|5.3.12 Kitchens in standard containers|
Careless packing in the container considerably increases transport risks. Damage is inevitable if the ships carrying the containers encounter severe weather.
Reference is made in connection with this photograph to the "General notes on packing box containers", "General cargo in box containers" and "Basic stowage methods". Packing without gaps is intended to deprive packages of the ability to move even slightly during container transport. Deciding how to pack fragile components, such as granite work surfaces or kitchen units with glass panels, is not simple. Such components are best packed lengthwise and on edge for road and rail transport and for athwartships stowage of the container on board ship. For standard transport on board ship in fore and aft stowage, they should preferably be packed crosswise and on edge.
This latter variant is only feasible for relatively short components whose length does not exceed the width or height of the container. Longer work surfaces inevitably have to packed lengthwise and on edge.
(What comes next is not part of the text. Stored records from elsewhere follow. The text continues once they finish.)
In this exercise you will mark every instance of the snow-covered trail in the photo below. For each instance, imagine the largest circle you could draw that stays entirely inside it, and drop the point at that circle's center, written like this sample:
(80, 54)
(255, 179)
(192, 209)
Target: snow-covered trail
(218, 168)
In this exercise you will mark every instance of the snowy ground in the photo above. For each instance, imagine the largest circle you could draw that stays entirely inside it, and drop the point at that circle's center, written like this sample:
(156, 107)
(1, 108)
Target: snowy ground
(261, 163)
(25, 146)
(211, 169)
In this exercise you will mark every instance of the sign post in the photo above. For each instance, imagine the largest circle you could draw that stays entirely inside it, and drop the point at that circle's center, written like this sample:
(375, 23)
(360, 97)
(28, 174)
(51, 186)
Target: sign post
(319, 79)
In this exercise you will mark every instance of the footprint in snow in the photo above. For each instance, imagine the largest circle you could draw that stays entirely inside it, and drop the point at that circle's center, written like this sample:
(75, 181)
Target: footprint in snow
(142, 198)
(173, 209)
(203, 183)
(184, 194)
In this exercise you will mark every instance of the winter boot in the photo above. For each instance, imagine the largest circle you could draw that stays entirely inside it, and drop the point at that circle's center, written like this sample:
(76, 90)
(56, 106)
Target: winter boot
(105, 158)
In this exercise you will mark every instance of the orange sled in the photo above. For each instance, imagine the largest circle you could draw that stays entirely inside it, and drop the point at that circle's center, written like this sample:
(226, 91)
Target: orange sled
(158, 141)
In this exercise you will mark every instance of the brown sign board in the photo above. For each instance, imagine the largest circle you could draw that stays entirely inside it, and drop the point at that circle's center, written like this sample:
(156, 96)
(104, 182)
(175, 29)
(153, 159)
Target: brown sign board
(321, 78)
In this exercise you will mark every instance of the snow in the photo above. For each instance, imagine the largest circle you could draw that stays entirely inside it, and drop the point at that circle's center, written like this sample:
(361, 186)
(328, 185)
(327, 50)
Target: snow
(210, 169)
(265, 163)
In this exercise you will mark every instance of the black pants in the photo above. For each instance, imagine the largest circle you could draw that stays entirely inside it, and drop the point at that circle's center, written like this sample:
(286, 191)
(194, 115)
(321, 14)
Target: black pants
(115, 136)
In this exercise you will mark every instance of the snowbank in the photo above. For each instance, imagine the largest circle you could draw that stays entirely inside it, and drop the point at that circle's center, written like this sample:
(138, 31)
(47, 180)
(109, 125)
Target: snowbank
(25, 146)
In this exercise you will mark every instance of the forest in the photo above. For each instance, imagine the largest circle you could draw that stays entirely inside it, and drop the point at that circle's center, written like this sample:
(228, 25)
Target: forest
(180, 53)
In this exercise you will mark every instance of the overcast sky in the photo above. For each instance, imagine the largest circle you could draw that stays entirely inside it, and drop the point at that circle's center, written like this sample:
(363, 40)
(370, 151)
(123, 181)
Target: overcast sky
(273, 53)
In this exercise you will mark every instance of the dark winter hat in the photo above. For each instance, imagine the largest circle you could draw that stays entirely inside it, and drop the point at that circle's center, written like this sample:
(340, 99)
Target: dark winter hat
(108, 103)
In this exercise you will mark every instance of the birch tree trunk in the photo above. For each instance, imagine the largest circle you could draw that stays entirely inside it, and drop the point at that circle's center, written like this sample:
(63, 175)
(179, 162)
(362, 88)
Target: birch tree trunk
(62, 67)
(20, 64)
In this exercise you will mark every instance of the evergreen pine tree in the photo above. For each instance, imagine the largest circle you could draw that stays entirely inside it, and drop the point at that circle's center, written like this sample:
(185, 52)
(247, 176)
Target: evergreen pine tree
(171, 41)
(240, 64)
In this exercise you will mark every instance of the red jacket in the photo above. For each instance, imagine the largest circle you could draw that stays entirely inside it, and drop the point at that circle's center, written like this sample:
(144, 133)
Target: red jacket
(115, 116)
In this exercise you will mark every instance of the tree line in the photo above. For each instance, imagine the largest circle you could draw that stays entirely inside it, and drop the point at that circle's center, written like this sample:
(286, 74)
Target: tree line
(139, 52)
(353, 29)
The work surfaces must be packed so compactly that they have absolutely no freedom of movement. Cushioning materials must not be used as the continual motion of the ship and the consequent compaction of the material will create space for the cargo to move about in, so greatly promoting the risk of damage.
Sufficiently rigid wooden members (1) protect the vertically packed granite slabs (2) from breakage. Another packing option is to use A-frames.
The granite slabs must be secured on the A-frames with a sufficient quantity of strapping. The frames themselves must either be blocked, lashed or stowed so compactly by other items of cargo that they are prevented from moving at all in the container.
Any packages containing electrical items must be packed in such a way that they are not exposed to harmful pressure: It is essential to comply with any printed handling symbols, in this case: protect from lateral stresses. If required, the items of cargo must be protected with inserted bracing.
Lateral forces are kept away from the sensitive package by means of horizontal wooden members (a) in conjunction with wooden uprights (b).
Consistently neat and tidy packing is an essential prerequisite. Damage is inevitable when cargo is packed as shown. "Securing" the packages in the door area with webbing belts is useless. If an interlocked stow cannot be created, wooden lattices or similarly effective methods must be used to provide a secure cargo end face.
Depending on the destination, care may have to taken to ensure that cardboard packaging and the steel container walls do not come into direct contact. If cardboard packaging containers come into contact with condensation, they will soften and the contents will be damaged. In this case too, the negligent packing and inadequate cargo securing merit the severest criticism.